South Korea seized a Hong Kong-flagged ship, the Lighthouse Winmore, in late November, after suspecting it of transferring oil to North Korea. The ship’s registered manager, Lighthouse Ship Management, is located in the southern Chinese port city of Guangzhou.
South Korean customs officials concluded that the ship had loaded about 14,000 tons of refined oil in South Korea on Oct. 11.
It then transferred as much as 600 tons to the North Korea-flagged Sam Jong 2 on Oct. 19 in international waters between China and the Korean peninsula, on the order of its charterer, Billions Bunker Group Corp., according to a Reuters report published in December.
South Korean newspaper Chosun Ilbo cited South Korea government sources that said U.S. spy satellites had detected Chinese ships transferring oil to North Korean vessels about 30 times from October to December.
A day before South Korea announced the news, U.S. President Donald Trump took to Twitter to reprimand China for smuggling oil into North Korea.
The case has highlighted the difficulties in tracking ship ownership and determining the culprit behind smuggling operations. Billions Bunker, it turns out, is a company registered in Marshalls Island by a Taiwanese businessman named Chen Shih-hsien.

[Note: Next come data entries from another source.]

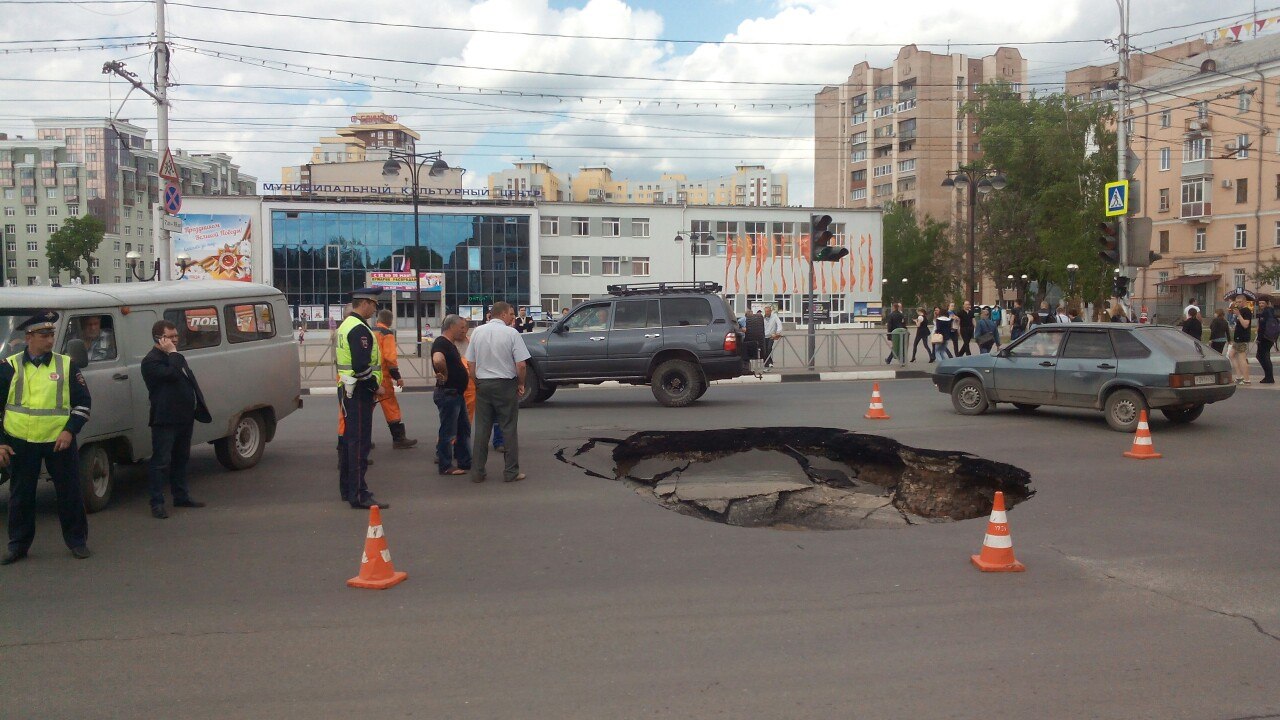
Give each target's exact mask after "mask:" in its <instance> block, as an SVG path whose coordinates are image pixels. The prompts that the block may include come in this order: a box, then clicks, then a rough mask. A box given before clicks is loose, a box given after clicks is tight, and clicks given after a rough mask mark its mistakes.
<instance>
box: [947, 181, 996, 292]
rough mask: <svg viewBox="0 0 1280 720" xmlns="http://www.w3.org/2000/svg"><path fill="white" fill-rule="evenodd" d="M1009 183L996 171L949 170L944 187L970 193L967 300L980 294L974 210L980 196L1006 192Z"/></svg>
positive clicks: (969, 200)
mask: <svg viewBox="0 0 1280 720" xmlns="http://www.w3.org/2000/svg"><path fill="white" fill-rule="evenodd" d="M1007 184H1009V182H1007V181H1006V179H1005V176H1004V174H1002V173H1001V172H1000V170H996V169H988V168H980V167H966V165H960V167H959V168H956V169H955V170H948V172H947V177H946V179H943V181H942V187H954V188H956V190H960V191H964V190H968V191H969V277H968V279H966V284H965V299H966V300H969V301H973V300H974V293H975V292H978V243H977V217H975V213H974V210H975V209H977V206H978V195H988V193H989V192H991V191H992V190H1004V188H1005V186H1007Z"/></svg>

In early January, Chen was summoned to court in Taiwan, and released after he paid a bail of 1.5 million Taiwan dollars (about $511,000). Prosecutors allege that he had leased Lighthouse Winmore to provide oil to North Korea, in violation of international sanctions. In addition, another ship that the United States accuses of smuggling, Billions 18, is owned by Bunker’s Taiwan Group Corp. That company is registered in the British Virgin Islands, and Chen is the sole shareholder, according to prosecutors in the Kaohsiung district, Taiwan.